Hold on to Your Kids
asks the pertinent question: where are the adult mentors to help guide our children and adolescents?
“The reassuring, consistent presence of grandparents, aunts and uncles, the protective embrace of the multigenerational family, is something [increasingly fewer] children nowadays are able to enjoy.”
Yet, says Maté, we have a biological drive for connection and the more children separate emotionally and physically from parents, the more they have to find another locus of attachment. “So they find it in their peer group. They become increasingly and prematurely attached to each other.”
And this peer group attachment can have a negative impact on children, say the authors, who believe it interferes with healthy development and fosters a hostile and sexualised youth culture.
“[What’s] absolutely missing in peer relationships is unconditional love and acceptance, the desire to nurture, the ability to extend oneself for the sake of the other, the willingness to sacrifice for the growth and development of the other.”
Encouraging children to become “independent” from a young age is another drive that has become normalised, says Maté. “There’s a natural time in adolescence when a young person’s taken up with a movement towards independence and becoming their own person,” he acknowledges.
But this natural development shouldn’t mean rejecting or becoming hostile towards the parent or making peers more important than parents.
“Traditionally, peer relationships still took a secondary place to [those with] adults until the child himself became an adult.
“Today, it’s considered ‘healthy teenage rebellion’ but it’s happening earlier and it’s not because the child is ready to take on the responsibilities of adulthood. It’s because they’re immature and disconnected from adults – so their peers are taking over that role, but in an immature, damaging way.”

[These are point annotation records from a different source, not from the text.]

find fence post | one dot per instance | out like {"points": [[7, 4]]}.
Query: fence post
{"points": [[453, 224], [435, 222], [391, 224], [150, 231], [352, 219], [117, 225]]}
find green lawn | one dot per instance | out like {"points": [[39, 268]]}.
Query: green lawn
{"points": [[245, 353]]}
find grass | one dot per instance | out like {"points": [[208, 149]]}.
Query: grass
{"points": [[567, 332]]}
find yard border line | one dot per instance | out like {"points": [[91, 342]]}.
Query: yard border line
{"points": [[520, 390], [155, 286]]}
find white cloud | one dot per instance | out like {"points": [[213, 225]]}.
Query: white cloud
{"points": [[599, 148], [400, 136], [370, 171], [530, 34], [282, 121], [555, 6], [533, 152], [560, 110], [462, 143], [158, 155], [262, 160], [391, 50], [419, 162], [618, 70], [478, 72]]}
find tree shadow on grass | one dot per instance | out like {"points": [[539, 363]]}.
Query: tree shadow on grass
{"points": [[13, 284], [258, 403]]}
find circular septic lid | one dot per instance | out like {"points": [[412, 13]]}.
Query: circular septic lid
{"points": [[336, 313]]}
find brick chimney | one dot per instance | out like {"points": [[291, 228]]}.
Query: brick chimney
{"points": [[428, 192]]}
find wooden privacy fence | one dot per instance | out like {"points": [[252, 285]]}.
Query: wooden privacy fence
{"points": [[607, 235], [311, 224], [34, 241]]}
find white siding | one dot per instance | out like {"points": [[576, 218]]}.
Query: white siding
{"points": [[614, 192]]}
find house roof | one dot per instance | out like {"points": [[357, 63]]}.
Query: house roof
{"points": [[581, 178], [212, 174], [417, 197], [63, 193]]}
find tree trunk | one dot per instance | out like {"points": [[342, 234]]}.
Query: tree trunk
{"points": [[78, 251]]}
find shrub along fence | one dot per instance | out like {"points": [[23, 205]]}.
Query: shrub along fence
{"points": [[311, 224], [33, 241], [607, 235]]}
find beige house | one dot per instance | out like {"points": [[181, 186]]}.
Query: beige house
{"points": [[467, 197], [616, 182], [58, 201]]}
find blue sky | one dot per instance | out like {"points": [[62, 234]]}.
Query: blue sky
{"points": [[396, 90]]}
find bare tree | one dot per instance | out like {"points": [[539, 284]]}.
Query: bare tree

The bottom line, says Maté, is you can’t have independence without maturity.
“Maturation happens in the context of strong attached relationships with nurturing adults, who promote independence by inviting dependence. Children can develop independence when they have a strong sense of self.”
To regain our lost child we have to re-attach. “The older the child is, the more difficult but it’s not impossible,” says Maté.
Even faced with a child’s hostility and rejection, the parent must surrender any temptation to see this as a child behaviour issue or to take the negativity personally.
“Parents must surrender their point of view that there’s something wrong with the child and see that it’s the relationship that’s in trouble and the child’s behaviour is just a function of that. We must stop trying to control the child’s behaviour.”
Instead, the parent must have the confidence to know the child really needs unconditional acceptance by a nurturing adult, says Maté. He points to Neufeld’s words: ‘Parents have to know that they are a child’s best bet at any age’.
Maté himself was traumatised as a Jewish infant under the Nazis in Budapest. Because he hadn’t resolved that trauma, it impacted on his children.
“The relationship I had with them wasn’t as strong, warm or nurturing as it needed to be. Once I saw the impact, I had to regain their trust, which meant constantly looking at myself — was I really present, warm, nurturing, compassionate or was I just trying to control their behaviour? By the time I got some good answers I had a lot of parenting to remedy,” he says, adding that his relationship with his now adult children is very good.
For children, attachment is an absolute need. And they must be attached to us emotionally until they’re capable of standing on their own two feet, able to think for themselves and to determine their own direction.
John Bowlby, whose research was the basis for so much of what we know about attachment and its primal importance, was simply reminding us of what any Aboriginal grandmother could have told us 1,000 years ago. Over 50 years on from Bowlby, it seems we need reminding again.